Mais Barnevernet fait aussi des erreurs. Ces erreurs ont
d'énormes conséquences pour la vie de ceux qui sont
impliqués: les deux parents et les enfants.
Pour éviter de telles erreurs et protéger les intérêts des
parties privées, le système est non seulement très coûteux
mais aussi peu approprié quand il s’agit de corriger
Barnevernet lorsqu’une erreur est faite. Ceci est donc
source de grande préoccupation.
Afin d’assurer une protection juridique à ceux qui sont
touchés alors que Barnevernet retire la garde d’un enfant à
ses parents, les parents ont droit à une assistance
juridique (avocat payé par l’état) et à l’évaluation, par
le tribunal, de la décision du retrait de l’enfant.
Au cours de ce processus, un expert psychologue va établir
un rapport. Ainsi, des essais d’environ 3 jours sont mis en
œuvre et financés par le ministère public, faisant
intervenir les acteurs suivants: 3-4 avocats, deux membres
du personnel de Barnevernet, un expert psychologue, un juge
juridique et 2-4 autres juges.
S’il est fait appel du verdict, tous se rassemblent une
nouvelle fois et ce, encore aux frais de l’état.

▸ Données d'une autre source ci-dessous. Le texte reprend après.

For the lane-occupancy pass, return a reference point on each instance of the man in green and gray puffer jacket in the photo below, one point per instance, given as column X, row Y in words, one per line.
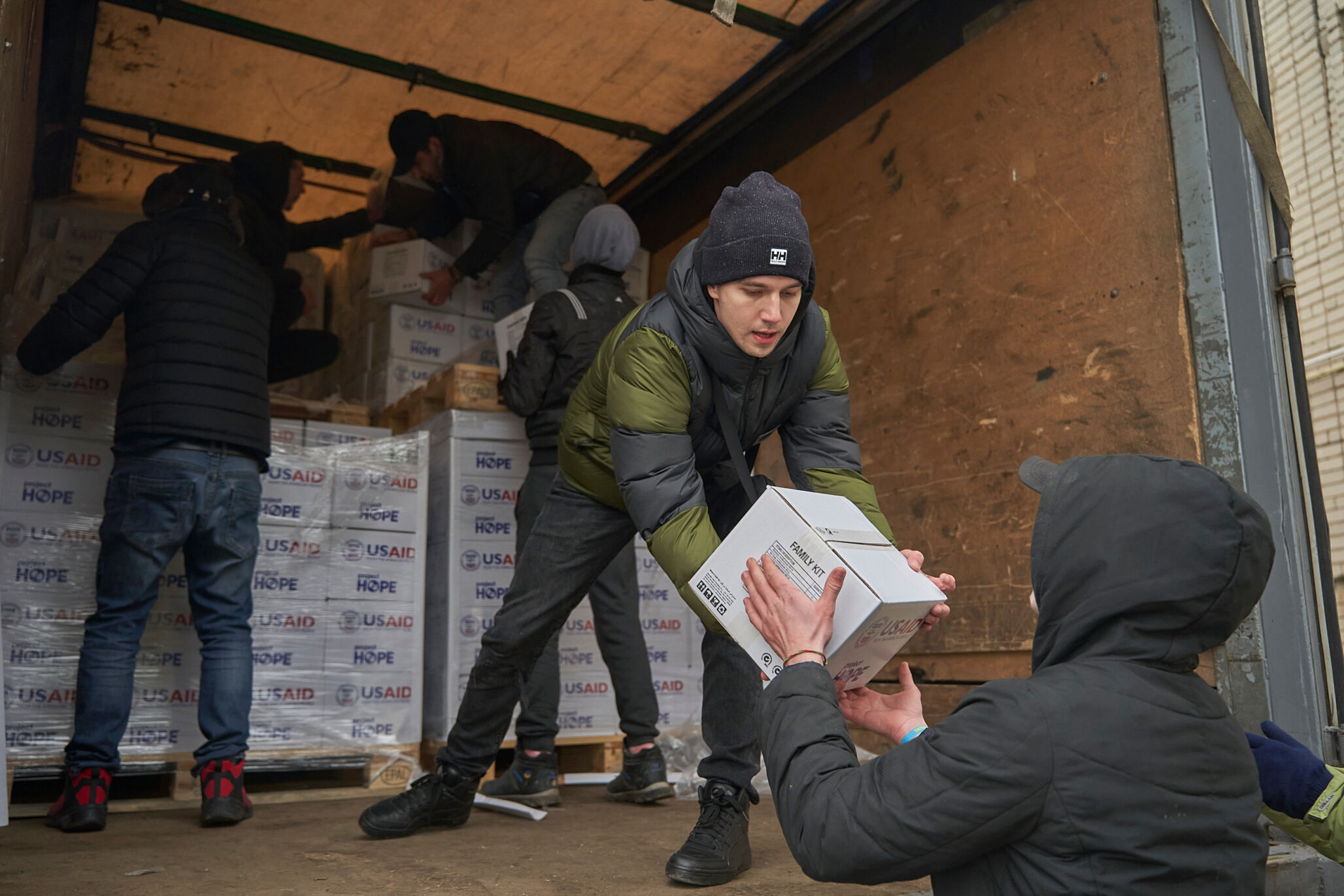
column 641, row 450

Si jamais les dépenses engagées ont conduit à une meilleure
protection juridique pour les enfants et leurs parents, ce
n’est pas le cas aujourd'hui.
Il y a deux facteurs particuliers qui font que le système
ne fonctionne pas:
• Le terme
«meilleur intérêt de l'enfant» est vide de sens
• Les experts sont embauchés et payés par l'une des
parties, Barnevernet.
Ici, nous parlons des nouveaux habits de l'empereur: Beaux
et coûteux tissus (lire les termes et le processus) vus de
l’extérieur et irréprochables. En réalité, il n’y a que du
vent et du spectacle.
Le terme «le meilleur intérêt de l'enfant» semble si juste
et si bienveillant. Le problème est que, malgré le fait que
«le meilleur intérêt de l'enfant» est un terme juridique et
est utilisé dans le texte de la loi (Barnevernloven § 4-1),
il a une teneur indéterminée. Il n'y a pas de critères
objectifs et mesurables. En outre, on doit se demander qui
est la personne la plus compétente pour évaluer «le
meilleur intérêt de l’enfant» dans une situation donnée.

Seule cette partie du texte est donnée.